Something we all deal with in pipe band drumming is what I'm going to call "2nd times", where the melody varies the second time through a part and we as drummers need to follow suit. In traditional (your grandfathers) drum scoring tools you have to do this all yourself. Drum Score Editor has always been about being efficient from the moment you enter a note, to how you work with notes once they're there. You can get Drum Score Editor to do a lot of work for you if you work a certain way, this post is all about that for 2nd times.
You've still got the ultimate flexibilityBefore we dive in let's not forget: you can do anything you like in Drum Score Editor, to manually set up different bar types, text, etc - there are no restrictions once you select Edit -> Bars. However we all want clean, easily understood music, and some conventions, or dare I say, shortcuts, we've taken as score authors in the past are, frankly difficult to sight readers and slow the learning process.
So I've put some productivity workflows in Drum Score Editor to help with 2nd times, however they are a point of view - remember you can always go and do what you like, the flexibility is there, but stick with me on this and life get's easier for everyone - you may disagree with my thinking here but please at least hear me out.
I dislike extra individual bars being jammed on a staff line and the words or lines added to say what to do. I think we've done that in the past because when we hand write scores it's a pain in the proverbials to have to go rewrite 3 identical bars so we scribble something in there. I'd rather see a complete new line drawn in and with software this is so much easier. It also helps maintain a clean, structured score where all the bar lines line up and it's easier to see the overall structure at a glance.

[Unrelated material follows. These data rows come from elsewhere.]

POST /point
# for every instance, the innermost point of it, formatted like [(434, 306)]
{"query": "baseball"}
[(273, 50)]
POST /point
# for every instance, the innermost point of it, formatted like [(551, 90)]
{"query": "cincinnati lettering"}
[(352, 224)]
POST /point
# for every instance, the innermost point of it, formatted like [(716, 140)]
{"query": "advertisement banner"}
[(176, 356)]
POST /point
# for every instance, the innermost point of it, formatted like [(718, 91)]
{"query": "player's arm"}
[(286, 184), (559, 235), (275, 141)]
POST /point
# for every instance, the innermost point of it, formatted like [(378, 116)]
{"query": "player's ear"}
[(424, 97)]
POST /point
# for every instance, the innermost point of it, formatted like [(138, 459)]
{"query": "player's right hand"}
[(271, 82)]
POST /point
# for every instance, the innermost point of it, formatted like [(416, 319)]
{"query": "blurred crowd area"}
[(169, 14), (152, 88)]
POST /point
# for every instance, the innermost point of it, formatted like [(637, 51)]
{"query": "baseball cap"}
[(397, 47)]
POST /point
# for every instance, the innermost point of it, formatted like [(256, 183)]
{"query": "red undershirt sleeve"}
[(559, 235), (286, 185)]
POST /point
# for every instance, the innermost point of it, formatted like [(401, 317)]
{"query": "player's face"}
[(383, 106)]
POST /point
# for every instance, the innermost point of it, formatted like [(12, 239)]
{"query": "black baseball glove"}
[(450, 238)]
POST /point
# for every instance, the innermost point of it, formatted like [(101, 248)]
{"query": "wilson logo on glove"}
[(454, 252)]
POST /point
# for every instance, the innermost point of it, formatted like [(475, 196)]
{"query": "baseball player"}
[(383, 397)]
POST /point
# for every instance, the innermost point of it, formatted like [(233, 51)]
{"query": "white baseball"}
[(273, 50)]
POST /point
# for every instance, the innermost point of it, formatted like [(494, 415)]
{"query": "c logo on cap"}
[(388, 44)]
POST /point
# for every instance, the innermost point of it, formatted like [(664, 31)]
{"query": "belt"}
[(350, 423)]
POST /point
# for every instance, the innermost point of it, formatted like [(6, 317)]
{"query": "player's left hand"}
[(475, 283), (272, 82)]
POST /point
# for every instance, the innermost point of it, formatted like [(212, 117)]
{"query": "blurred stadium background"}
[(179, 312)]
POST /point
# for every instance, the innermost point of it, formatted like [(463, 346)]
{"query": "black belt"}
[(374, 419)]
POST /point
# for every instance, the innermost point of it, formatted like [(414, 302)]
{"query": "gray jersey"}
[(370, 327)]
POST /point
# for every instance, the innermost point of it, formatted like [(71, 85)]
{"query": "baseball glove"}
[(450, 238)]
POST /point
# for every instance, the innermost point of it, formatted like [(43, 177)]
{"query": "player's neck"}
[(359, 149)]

Let the robot do it's danceRobots are programmed to behave in a certain way, and if the way you work matches up then the robot is adding value. Drum Score Editor is programmed to behave a certain way and I'd offer that to get the most out of it, both today and in the future (especially when playback comes in so it can understand the flow) if we work as described below, scoring life becomes easier for all!
Take a 2/4 marches where 2nd time happens a lot. When we generate the score, we put repeat bars at the beginning and end of each part, and often it's typically over 2 lines. I'd say write out your part for the first time through over those 2 lines. Then, if the melody changes in the 2nd 4 bars, you can put your cursor on the 2nd of those lines and use the Format -> Music -> Toggle 2nd Time Staff Line menu item. This triggers a workflow that automates the following:
- Insert new Staff Line below this one
- Copy and Paste all the contents of the first line to the new one
- Strip out any unison from any of the notes pasted (as this is 2nd time, we're all playing then)
- Switch the bar marker at the end of the new line, as there should be no repeat dots on the 2nd time
- Add a text tag to the bar marker at the beginning of the 1st line to say "1st Time"
- Add a text tag to the bar marker at the beginning of the new line to say "2nd Time"
Easy right? All that work done for you. Now all you need to do is alter the musical content, all the structural work is automated. This is the biggest dance this robot does at the moment, and it only does it one way.
It's a toggle type action so if you want to undo a 2nd time, put the cursor on the original line and use the same menu item - it will remove the 2nd time line and put everything back as it should be. It can only do this if you don't modify the 1st and 2nd time text tags and the repeat bar markers.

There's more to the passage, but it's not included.